Let's see...the world's running out of oil and we've actually got some.

Guess we can get rid of Trident and trust America to do the right thing then....errr....

OK, maybe not. Sign me up for the next batch. And make sure we can fire without the Yanks' say-so.

  • 13.
  • At 11:28 AM on 12 Dec 2006,
  • Themos Tsikas wrote:

"Israel's neighbours outnumber her 30 to 1 in conventional forces."

A good argument. As Robert Gates said recently,

"I think that they would see it in the first instance as a deterrent.

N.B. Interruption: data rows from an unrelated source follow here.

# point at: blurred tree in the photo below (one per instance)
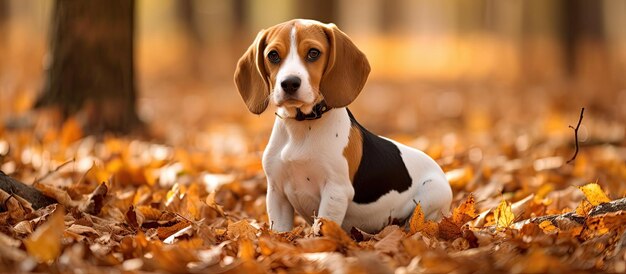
(322, 10)
(582, 22)
(91, 67)
(4, 11)
(187, 17)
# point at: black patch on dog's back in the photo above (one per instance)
(381, 169)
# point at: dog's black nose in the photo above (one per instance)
(291, 84)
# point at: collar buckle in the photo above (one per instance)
(319, 109)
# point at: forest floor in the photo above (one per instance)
(192, 197)
(194, 201)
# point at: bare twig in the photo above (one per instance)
(576, 134)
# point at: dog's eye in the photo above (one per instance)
(313, 55)
(273, 57)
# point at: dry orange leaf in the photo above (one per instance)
(241, 229)
(317, 244)
(419, 224)
(465, 212)
(594, 194)
(45, 243)
(503, 215)
(71, 131)
(334, 231)
(583, 208)
(547, 226)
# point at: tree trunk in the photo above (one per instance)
(92, 68)
(321, 10)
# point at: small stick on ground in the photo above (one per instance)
(576, 134)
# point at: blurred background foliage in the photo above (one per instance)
(437, 66)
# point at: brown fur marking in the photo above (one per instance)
(353, 151)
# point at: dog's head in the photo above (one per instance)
(299, 63)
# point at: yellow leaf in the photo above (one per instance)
(241, 230)
(419, 224)
(503, 215)
(547, 226)
(583, 208)
(45, 243)
(70, 131)
(465, 212)
(594, 194)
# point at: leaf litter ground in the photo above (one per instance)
(133, 205)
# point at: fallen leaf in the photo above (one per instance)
(419, 224)
(334, 231)
(465, 212)
(391, 242)
(241, 229)
(45, 243)
(594, 194)
(95, 202)
(503, 215)
(547, 226)
(317, 244)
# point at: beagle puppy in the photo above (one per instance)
(320, 162)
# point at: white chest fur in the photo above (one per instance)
(307, 172)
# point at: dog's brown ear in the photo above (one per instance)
(251, 78)
(346, 71)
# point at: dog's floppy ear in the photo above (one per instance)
(346, 71)
(251, 78)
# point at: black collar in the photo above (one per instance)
(319, 109)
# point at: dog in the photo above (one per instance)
(320, 162)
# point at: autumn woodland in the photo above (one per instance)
(125, 146)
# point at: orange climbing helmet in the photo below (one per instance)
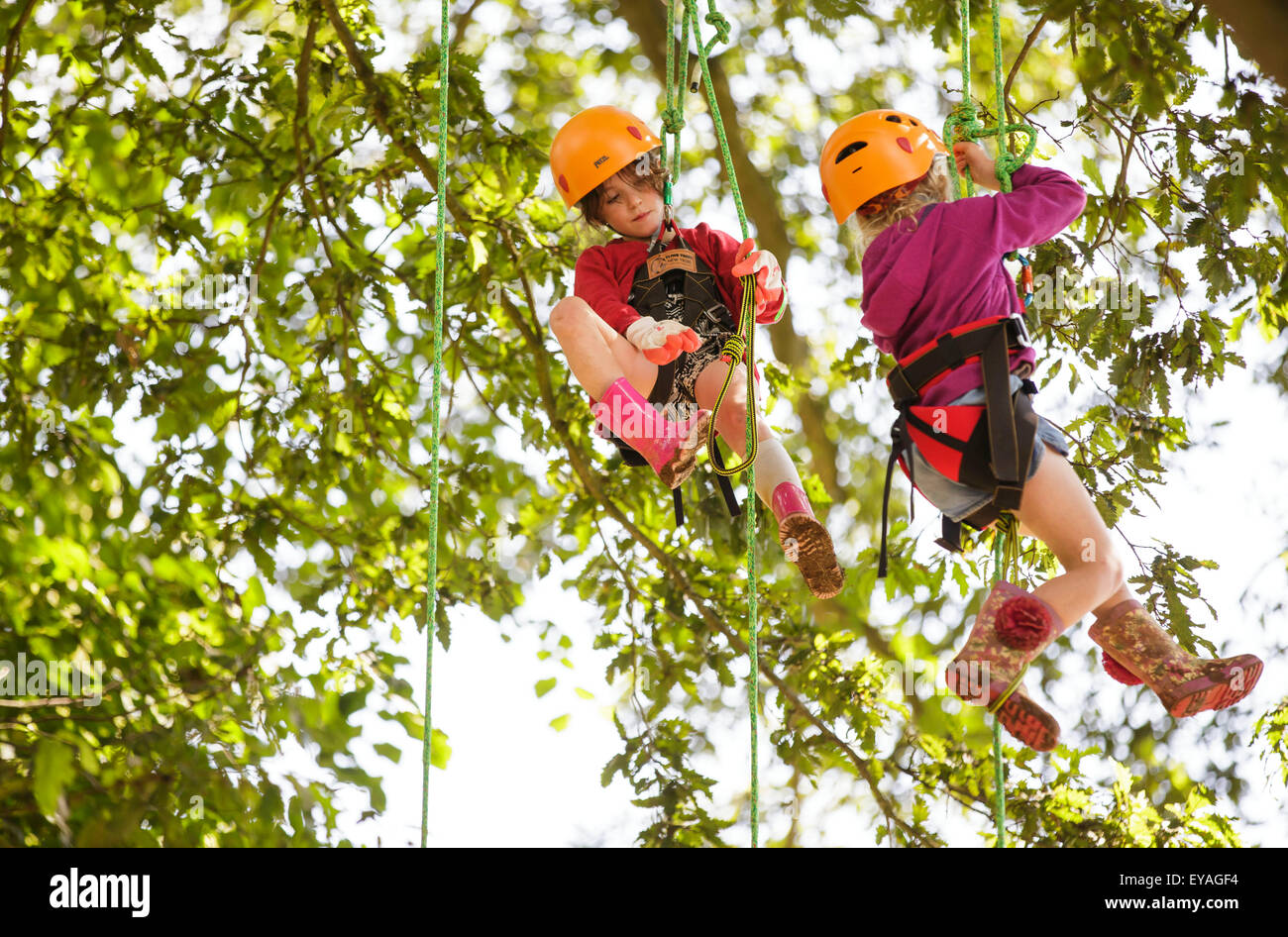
(871, 154)
(593, 146)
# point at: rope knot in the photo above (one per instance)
(733, 349)
(673, 120)
(720, 25)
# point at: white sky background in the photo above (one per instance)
(513, 781)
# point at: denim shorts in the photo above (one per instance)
(957, 501)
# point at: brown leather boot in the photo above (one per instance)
(1186, 684)
(1013, 627)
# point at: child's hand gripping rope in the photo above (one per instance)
(769, 280)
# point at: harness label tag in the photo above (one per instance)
(678, 259)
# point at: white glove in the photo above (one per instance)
(661, 342)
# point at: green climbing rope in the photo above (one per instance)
(436, 396)
(966, 115)
(741, 348)
(1006, 562)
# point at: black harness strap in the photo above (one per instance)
(997, 455)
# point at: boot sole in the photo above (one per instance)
(815, 555)
(1207, 692)
(684, 460)
(1020, 716)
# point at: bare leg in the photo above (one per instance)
(1059, 511)
(596, 354)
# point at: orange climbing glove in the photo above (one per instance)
(662, 342)
(771, 290)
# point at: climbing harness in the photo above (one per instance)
(436, 400)
(982, 446)
(675, 283)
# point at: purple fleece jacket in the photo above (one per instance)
(919, 280)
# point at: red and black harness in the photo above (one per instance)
(677, 270)
(982, 446)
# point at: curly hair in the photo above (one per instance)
(935, 187)
(636, 175)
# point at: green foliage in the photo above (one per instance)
(237, 585)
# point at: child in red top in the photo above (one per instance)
(931, 265)
(605, 161)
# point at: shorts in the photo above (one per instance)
(957, 501)
(675, 390)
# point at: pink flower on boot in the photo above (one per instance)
(1022, 623)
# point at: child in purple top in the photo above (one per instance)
(930, 265)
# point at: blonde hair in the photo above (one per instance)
(640, 174)
(935, 187)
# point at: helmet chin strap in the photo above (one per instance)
(668, 219)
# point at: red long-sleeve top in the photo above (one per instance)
(604, 274)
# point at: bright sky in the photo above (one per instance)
(514, 781)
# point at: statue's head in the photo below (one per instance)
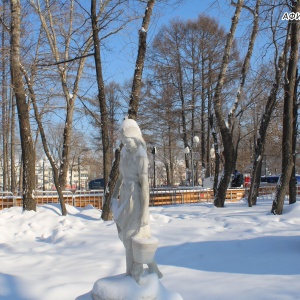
(131, 130)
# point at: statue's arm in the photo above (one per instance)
(116, 191)
(144, 199)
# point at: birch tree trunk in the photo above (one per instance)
(101, 94)
(287, 138)
(28, 154)
(261, 140)
(133, 105)
(229, 152)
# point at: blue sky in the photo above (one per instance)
(119, 62)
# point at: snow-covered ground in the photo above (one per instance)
(204, 252)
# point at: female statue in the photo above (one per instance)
(131, 210)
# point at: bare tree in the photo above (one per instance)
(287, 140)
(259, 146)
(227, 128)
(133, 105)
(28, 154)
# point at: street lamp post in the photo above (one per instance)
(44, 160)
(189, 149)
(79, 171)
(154, 167)
(79, 183)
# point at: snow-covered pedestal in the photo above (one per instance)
(124, 287)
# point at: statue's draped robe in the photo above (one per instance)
(132, 166)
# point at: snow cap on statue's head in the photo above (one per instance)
(130, 129)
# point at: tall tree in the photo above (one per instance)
(259, 145)
(28, 153)
(227, 128)
(287, 138)
(133, 105)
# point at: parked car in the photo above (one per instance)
(273, 179)
(96, 184)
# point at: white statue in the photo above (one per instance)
(131, 210)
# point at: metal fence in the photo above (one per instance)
(158, 197)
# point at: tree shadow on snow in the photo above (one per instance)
(272, 255)
(11, 288)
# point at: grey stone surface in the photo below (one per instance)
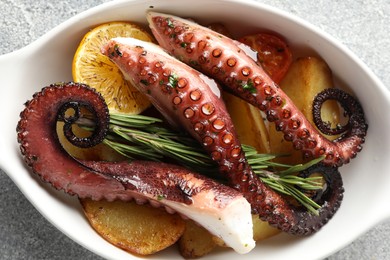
(362, 25)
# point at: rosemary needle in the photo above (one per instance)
(144, 137)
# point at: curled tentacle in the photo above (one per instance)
(219, 208)
(222, 59)
(352, 108)
(194, 102)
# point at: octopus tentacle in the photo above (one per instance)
(222, 59)
(219, 208)
(351, 107)
(197, 106)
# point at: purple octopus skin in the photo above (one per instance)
(182, 94)
(222, 59)
(219, 208)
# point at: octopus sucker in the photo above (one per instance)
(208, 121)
(242, 76)
(217, 207)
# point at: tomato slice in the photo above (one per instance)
(273, 53)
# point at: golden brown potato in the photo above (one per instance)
(262, 230)
(305, 79)
(196, 241)
(248, 122)
(138, 229)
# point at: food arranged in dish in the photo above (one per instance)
(199, 152)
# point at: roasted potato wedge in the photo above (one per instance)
(248, 122)
(305, 79)
(138, 229)
(196, 241)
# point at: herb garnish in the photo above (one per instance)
(143, 137)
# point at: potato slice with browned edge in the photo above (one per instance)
(305, 79)
(248, 122)
(196, 241)
(138, 229)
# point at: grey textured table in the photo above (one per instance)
(362, 25)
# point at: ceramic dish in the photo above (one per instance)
(48, 60)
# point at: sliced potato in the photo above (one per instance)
(248, 122)
(262, 230)
(196, 241)
(138, 229)
(305, 79)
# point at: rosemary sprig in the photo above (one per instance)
(143, 137)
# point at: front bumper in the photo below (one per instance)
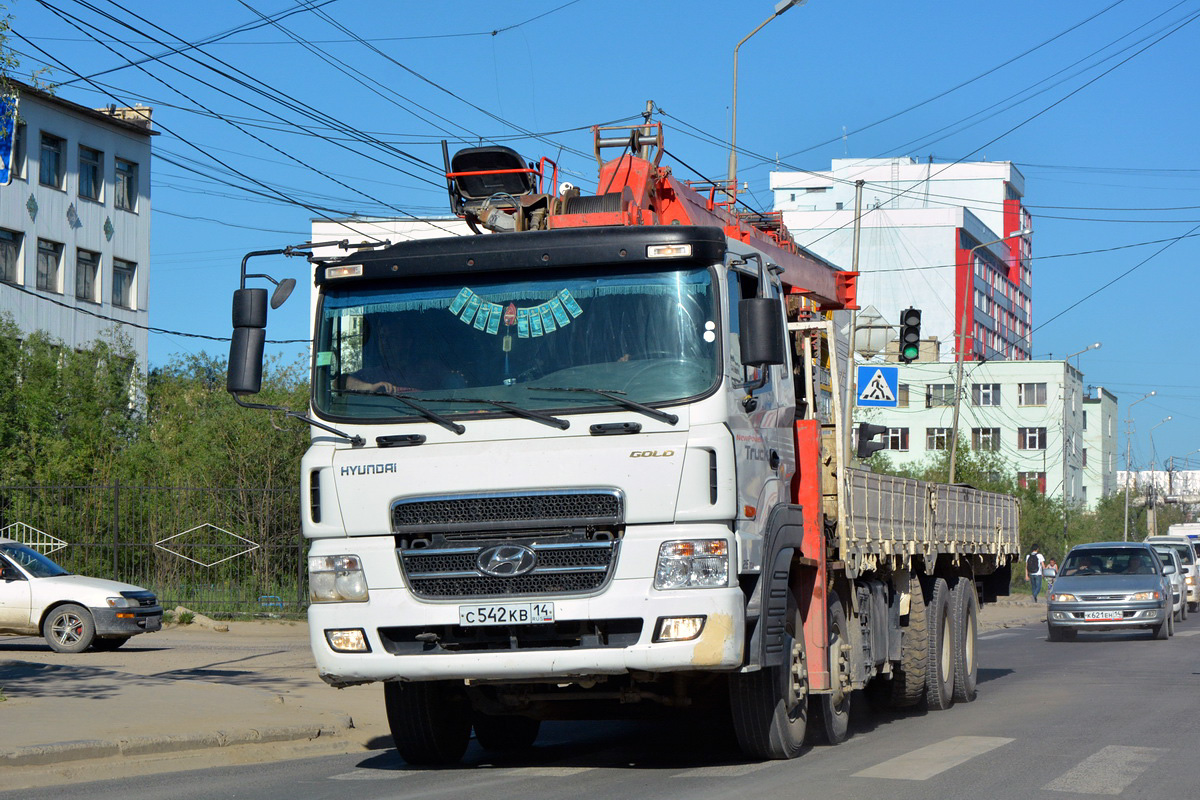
(517, 653)
(1132, 615)
(126, 621)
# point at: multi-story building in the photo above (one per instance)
(1099, 455)
(1029, 413)
(75, 221)
(924, 244)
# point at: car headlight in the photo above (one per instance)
(336, 578)
(693, 564)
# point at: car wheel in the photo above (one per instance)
(69, 629)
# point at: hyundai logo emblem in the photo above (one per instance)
(507, 560)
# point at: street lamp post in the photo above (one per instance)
(1128, 447)
(780, 7)
(960, 356)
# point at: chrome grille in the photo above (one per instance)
(562, 567)
(492, 511)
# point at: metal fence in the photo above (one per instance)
(211, 549)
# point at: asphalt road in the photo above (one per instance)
(1108, 715)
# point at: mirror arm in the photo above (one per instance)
(355, 440)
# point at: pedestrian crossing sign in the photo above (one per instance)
(879, 386)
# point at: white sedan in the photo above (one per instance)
(72, 612)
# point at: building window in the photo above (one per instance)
(123, 282)
(937, 395)
(51, 164)
(10, 256)
(49, 263)
(87, 269)
(1031, 438)
(126, 185)
(985, 394)
(1032, 480)
(985, 438)
(91, 178)
(937, 438)
(1031, 395)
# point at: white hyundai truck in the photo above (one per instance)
(591, 462)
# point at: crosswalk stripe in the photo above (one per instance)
(1108, 771)
(729, 770)
(927, 762)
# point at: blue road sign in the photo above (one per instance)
(879, 386)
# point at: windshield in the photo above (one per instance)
(1116, 560)
(33, 561)
(649, 337)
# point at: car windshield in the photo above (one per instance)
(531, 340)
(33, 561)
(1115, 560)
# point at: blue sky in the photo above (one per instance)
(1093, 101)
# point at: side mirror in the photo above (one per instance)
(245, 374)
(762, 340)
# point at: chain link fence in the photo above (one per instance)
(215, 551)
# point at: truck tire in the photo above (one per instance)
(430, 721)
(940, 673)
(832, 711)
(771, 707)
(965, 619)
(69, 629)
(909, 680)
(505, 734)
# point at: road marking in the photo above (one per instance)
(729, 770)
(925, 763)
(1109, 771)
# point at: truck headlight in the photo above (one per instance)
(336, 578)
(693, 564)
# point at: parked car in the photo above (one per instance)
(1110, 585)
(1168, 555)
(1186, 547)
(72, 612)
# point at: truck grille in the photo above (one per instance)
(561, 569)
(508, 511)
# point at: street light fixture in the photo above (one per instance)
(967, 302)
(780, 7)
(1128, 447)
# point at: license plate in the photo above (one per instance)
(507, 614)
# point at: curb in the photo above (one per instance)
(84, 750)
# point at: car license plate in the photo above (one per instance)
(507, 614)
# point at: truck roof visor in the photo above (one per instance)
(480, 173)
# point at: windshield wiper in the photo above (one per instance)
(432, 416)
(616, 397)
(516, 410)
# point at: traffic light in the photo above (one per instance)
(910, 335)
(867, 433)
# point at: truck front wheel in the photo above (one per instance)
(430, 721)
(771, 707)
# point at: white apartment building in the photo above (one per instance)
(75, 221)
(1099, 455)
(1031, 413)
(924, 244)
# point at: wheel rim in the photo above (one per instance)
(67, 629)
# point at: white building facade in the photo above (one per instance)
(1029, 413)
(921, 227)
(75, 221)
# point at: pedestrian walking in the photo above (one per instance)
(1033, 564)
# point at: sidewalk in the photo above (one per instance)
(195, 689)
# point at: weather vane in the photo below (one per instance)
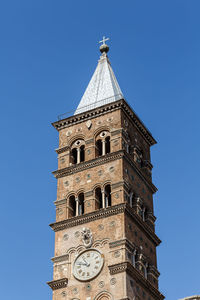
(104, 40)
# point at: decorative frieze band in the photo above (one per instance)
(100, 161)
(88, 164)
(58, 284)
(104, 213)
(86, 218)
(133, 272)
(60, 258)
(63, 149)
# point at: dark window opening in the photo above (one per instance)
(98, 147)
(98, 197)
(107, 196)
(81, 204)
(82, 153)
(72, 207)
(74, 156)
(107, 141)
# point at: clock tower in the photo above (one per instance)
(105, 241)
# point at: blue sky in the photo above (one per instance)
(48, 52)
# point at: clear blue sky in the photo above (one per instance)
(48, 52)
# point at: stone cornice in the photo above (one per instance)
(86, 218)
(120, 104)
(88, 164)
(104, 213)
(100, 161)
(127, 267)
(122, 242)
(58, 284)
(62, 149)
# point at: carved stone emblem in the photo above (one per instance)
(87, 237)
(89, 124)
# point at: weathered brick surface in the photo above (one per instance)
(115, 235)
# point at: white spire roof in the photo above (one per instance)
(103, 87)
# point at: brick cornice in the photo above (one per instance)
(88, 164)
(62, 149)
(58, 284)
(120, 104)
(104, 213)
(133, 272)
(100, 161)
(86, 218)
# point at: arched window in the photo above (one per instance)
(102, 143)
(80, 204)
(107, 146)
(78, 152)
(74, 156)
(107, 196)
(98, 148)
(82, 153)
(131, 198)
(98, 198)
(72, 206)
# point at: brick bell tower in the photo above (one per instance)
(105, 241)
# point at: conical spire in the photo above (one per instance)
(103, 87)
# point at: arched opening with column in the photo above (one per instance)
(107, 191)
(81, 204)
(102, 143)
(98, 198)
(77, 151)
(72, 206)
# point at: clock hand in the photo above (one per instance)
(86, 262)
(80, 263)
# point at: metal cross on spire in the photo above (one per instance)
(104, 40)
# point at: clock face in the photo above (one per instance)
(88, 264)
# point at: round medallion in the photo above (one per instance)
(88, 265)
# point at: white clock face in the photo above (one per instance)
(88, 264)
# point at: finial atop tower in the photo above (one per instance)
(104, 48)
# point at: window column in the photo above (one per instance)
(77, 206)
(103, 197)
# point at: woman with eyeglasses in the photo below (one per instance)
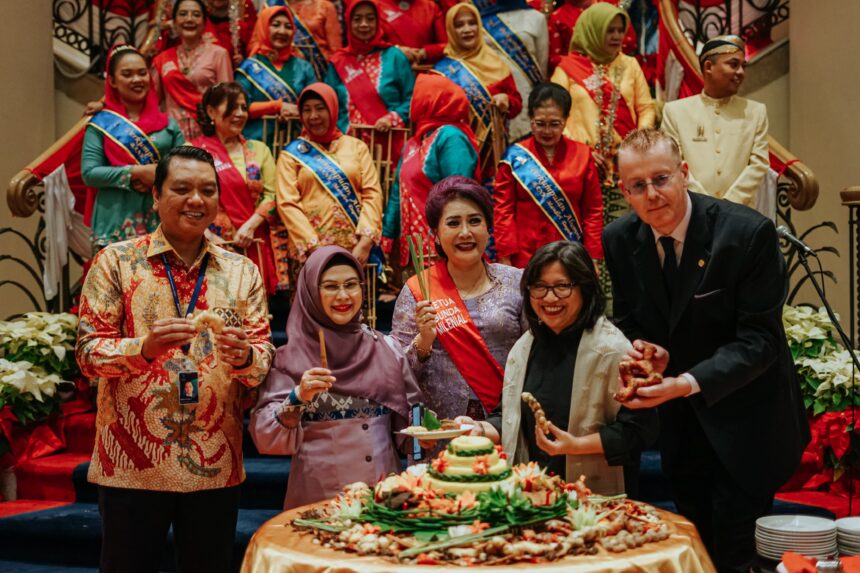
(182, 73)
(568, 360)
(458, 336)
(247, 213)
(328, 187)
(547, 187)
(609, 91)
(336, 418)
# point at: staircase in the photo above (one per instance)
(55, 524)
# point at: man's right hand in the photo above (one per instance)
(660, 360)
(167, 333)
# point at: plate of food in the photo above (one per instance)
(432, 428)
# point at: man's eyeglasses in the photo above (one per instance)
(560, 290)
(332, 289)
(659, 182)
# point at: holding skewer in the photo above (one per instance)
(323, 357)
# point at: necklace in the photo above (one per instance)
(474, 287)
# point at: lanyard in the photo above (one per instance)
(193, 303)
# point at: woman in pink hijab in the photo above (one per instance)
(337, 422)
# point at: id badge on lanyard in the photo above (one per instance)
(189, 379)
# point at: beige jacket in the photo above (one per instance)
(595, 380)
(724, 142)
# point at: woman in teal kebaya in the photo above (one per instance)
(273, 76)
(122, 145)
(372, 78)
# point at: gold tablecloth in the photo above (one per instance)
(278, 548)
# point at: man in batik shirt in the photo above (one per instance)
(161, 457)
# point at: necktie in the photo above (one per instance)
(670, 265)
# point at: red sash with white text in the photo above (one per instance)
(461, 338)
(580, 68)
(362, 92)
(398, 24)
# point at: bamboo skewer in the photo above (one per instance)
(323, 357)
(418, 266)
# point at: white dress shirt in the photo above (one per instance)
(679, 233)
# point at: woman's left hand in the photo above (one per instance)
(245, 235)
(502, 102)
(288, 111)
(564, 444)
(383, 124)
(233, 346)
(361, 250)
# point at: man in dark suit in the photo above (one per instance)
(705, 281)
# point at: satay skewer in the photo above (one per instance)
(323, 357)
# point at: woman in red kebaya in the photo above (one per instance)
(547, 188)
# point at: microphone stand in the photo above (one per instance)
(846, 342)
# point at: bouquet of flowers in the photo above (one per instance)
(38, 356)
(827, 379)
(44, 339)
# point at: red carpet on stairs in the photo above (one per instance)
(8, 508)
(49, 478)
(838, 504)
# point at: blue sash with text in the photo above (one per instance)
(545, 191)
(512, 46)
(309, 48)
(127, 135)
(329, 174)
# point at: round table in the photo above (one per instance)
(277, 547)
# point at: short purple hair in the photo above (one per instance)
(456, 187)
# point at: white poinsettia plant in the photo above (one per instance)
(37, 352)
(44, 339)
(825, 367)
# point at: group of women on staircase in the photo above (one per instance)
(337, 148)
(401, 119)
(311, 207)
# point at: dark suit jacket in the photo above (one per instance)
(725, 328)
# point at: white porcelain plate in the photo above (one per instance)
(439, 434)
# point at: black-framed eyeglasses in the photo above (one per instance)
(560, 290)
(332, 288)
(659, 182)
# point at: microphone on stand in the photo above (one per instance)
(784, 233)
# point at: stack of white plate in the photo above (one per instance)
(848, 534)
(810, 536)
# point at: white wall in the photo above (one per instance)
(26, 121)
(825, 125)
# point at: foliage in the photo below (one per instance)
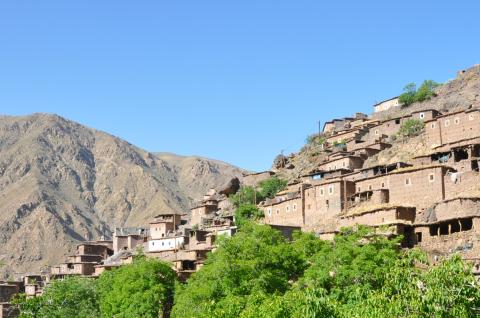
(248, 195)
(258, 261)
(142, 289)
(360, 274)
(247, 212)
(72, 297)
(270, 187)
(411, 94)
(410, 128)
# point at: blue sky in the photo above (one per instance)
(236, 81)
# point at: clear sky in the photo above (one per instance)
(233, 80)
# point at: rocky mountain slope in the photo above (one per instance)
(61, 182)
(460, 93)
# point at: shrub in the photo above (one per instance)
(411, 94)
(410, 128)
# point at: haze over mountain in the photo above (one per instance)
(61, 182)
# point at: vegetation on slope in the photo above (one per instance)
(412, 95)
(259, 274)
(142, 289)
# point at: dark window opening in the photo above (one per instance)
(444, 229)
(467, 224)
(419, 237)
(475, 165)
(455, 227)
(460, 154)
(188, 265)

They are surrounded by powers with nuclear weapons -- Pakistan to their east, the Russians to the north, the Israelis to the west, and us in the Persian Gulf"

He was talking about Iran, of course, but the argument is the same.

  • 14.
  • At 03:53 PM on 12 Dec 2006,
  • Joe wrote:

In response to Susan,
At least in Israel you are allowed to have a different point of view, Internet access is not restricted unlike that shining star of democracy called Iran.
As for your comment about 'anon' being American so what, what does it matter to you?.
You seem very keen to lecture against the US and Israel, unfortunately you did not balance your comments with some human rights issues that occur right across the religious divide.
I am sure that you would agree that no country is better than any other. it is the Government of that country which makes it good or bad, and perhaps you should accept that what is classed as good or bad is open to whatever interpretation you wish to make depending on your viewpoint.
For every valid point you make another just as valid point can be made to show why you are wrong.
Life is not as easy as making certain countries your pariahs and ignoring shortcomings in countries which you find attractive to your own politics.
Also making rude comments as you did to a previous blogger hardly help you in your attempt to be constructive.
As for Nuclear weapons, it is a very emotive topic and is not something that can be resolved by 'forcibly disarming Israel', as I am sure you would agree you would have to disarm about another 20 countries and perhaps also any other countries which have chemical weapons etc.
As I told you earlier life is not easy and is full of Hobson choices...get used to it and stop attacking other peoples valid opinions..

  • 15.
  • At 08:22 PM on 12 Dec 2006,
  • Mark wrote:

Since Britain is America's poodle, I think a Congressional committee should be set up to study the matter and make a recommendation to President Bush. When we reach a consensus, we'll just jerk Britain's leash and they will bark to our tune. The American patriot Thomas Payne said in his pamphlet "Common Sense" that it was illogical for an island to rule a continent. He never said anything about the inverse. We'll let you know once we've decided.

  • 16.
  • At 09:14 PM on 12 Dec 2006,
  • Chloe wrote:

To Joe,

I totally agree with your sentiments, I hope more rational people than Susan will debate this topic.
Lets hope that people stop judging other people on what Religion they are,and concentrate on 'getting on with life'.

  • 17.
  • At 05:43 AM on 13 Dec 2006,
  • Jorge Marques wrote:

The war in Iraq and Afghanistan is costing the US over 350 million dollars and the UK over 8 billion pounds. There is a 6.2 billion pounds programme to install a computer system at the NHS. How does the NHS 547 million deficit compare to this? Are politicians ever to be made accountable over public spending, and to whom is all this money being paid? Shouldn't a special "war tax" be levied on those who profit from the war, namely, shareholders? And speaking of computer systems, how come a computer system can cost almost as much as the war? I have another example in my own country (Portugal): the sole computering expenses of Hospital administration last year were greater than the total expenses (pensions included) of the National pension scheme. Shouldn't the media keep readers informed of these situations? Can a vote ever change this?

  • 18.
  • At 04:57 PM on 13 Dec 2006,
  • J Westerman wrote:

Re Mark 15 12 Dec 2006 “America's poodle”

I am not certain whether he intends to be humorous, provocative or just irresponsible. I am certain there is more than enough anti-American sentiment at the moment and that this is not the time to add to it.
There are likely to be difficult times ahead.